Par la rédaction / Burkina Yawana
L’annonce, partagée ce samedi 20 juin 2026 par le ministère, officialise la signature d’un Accord-Cadre couvrant la période 2026-2030. Le montant de cette enveloppe donne le tournis : 1 milliard de dollars US, soit environ 600 milliards de FCFA qui seront directement injectés dans les rouages du commerce et du développement socio-économique du Burkina Faso. Ce financement massif s’inscrira en ligne droite du tout nouveau Plan R.E.L.A.N.C.E. 2026-2030 initié par le gouvernement.
Sécuriser le quotidien des Burkinabè et booster le secteur privé
Loin d’être un simple accord de bureau, ce mécanisme de financement est conçu pour impacter directement le panier de la ménagère, le quotidien des producteurs et la vitalité de nos entreprises.
L’enveloppe de 600 milliards de FCFA servira d’abord à sécuriser les importations vitales du pays, notamment à travers la prise en charge des produits énergétiques, des denrées alimentaires de première nécessité, des produits pharmaceutiques et des intrants agricoles essentiels pour nos campagnes. En parallèle, ce partenariat va propulser l’or blanc et l’anacarde en renforçant les capacités d’exportation de ces deux filières stratégiques, leviers majeurs de devises pour le pays. Enfin, l’accord prévoit d’ouvrir les vannes du crédit pour les PME en mettant des lignes de financement à la disposition des banques locales pour oxygéner le secteur privé burkinabè.
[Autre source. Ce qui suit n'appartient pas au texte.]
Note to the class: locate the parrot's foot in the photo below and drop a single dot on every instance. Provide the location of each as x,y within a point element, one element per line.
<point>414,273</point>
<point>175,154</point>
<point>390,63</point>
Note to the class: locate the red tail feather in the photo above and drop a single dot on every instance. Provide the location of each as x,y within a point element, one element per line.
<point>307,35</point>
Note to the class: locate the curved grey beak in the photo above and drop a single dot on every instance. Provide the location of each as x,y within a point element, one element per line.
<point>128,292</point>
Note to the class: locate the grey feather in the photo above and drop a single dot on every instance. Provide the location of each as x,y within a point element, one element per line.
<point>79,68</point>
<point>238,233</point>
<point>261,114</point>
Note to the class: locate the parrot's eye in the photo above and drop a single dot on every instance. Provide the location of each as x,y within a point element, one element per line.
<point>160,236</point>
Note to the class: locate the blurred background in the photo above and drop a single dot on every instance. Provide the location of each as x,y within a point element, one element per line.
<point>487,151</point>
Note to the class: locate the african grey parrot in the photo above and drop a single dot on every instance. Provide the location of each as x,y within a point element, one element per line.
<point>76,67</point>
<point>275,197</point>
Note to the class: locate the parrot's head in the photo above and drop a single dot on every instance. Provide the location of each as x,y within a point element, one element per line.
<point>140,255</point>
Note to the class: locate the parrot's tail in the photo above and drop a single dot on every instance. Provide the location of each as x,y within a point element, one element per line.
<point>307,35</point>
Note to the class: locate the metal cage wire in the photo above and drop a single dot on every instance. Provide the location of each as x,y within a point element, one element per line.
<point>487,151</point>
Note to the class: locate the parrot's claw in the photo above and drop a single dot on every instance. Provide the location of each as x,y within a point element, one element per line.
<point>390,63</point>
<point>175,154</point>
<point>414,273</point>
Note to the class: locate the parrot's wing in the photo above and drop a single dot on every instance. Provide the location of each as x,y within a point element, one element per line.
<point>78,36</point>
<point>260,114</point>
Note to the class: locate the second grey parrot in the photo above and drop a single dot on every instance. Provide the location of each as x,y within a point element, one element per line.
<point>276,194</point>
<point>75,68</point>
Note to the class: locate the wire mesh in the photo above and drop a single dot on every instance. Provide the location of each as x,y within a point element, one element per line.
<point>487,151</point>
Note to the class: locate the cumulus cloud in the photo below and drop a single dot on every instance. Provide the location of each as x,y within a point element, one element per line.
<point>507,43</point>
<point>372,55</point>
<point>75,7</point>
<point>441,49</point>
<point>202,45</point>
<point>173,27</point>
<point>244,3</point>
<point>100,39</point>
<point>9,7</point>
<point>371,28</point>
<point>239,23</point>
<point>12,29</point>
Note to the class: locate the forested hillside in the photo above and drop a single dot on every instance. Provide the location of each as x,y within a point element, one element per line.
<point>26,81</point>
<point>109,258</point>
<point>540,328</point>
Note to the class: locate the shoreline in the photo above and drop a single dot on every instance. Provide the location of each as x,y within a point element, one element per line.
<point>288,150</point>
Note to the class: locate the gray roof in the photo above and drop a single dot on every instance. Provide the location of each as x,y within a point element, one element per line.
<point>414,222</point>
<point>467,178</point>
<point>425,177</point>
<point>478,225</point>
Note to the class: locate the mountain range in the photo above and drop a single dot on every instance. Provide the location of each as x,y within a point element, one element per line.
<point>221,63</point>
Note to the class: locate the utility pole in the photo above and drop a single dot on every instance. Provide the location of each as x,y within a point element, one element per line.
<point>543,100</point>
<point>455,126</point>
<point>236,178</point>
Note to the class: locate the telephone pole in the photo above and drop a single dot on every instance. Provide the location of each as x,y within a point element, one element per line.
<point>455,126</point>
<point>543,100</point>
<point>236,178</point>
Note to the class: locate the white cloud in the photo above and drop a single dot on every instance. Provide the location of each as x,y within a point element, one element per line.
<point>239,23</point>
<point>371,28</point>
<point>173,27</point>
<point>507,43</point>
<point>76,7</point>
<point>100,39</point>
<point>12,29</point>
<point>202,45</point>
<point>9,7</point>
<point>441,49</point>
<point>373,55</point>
Ce qu’il faut retenir : Cet accord historique ne fait pas que consolider les relations de confiance entre le Burkina Faso et le Groupe de la BID. Il affiche une ambition claire : dynamiser les flux d’investissements et intensifier les échanges commerciaux entre le Burkina et ses partenaires des mondes arabe et africain. Une excellente nouvelle pour la résilience économique du pays en cette moitié d’année 2026.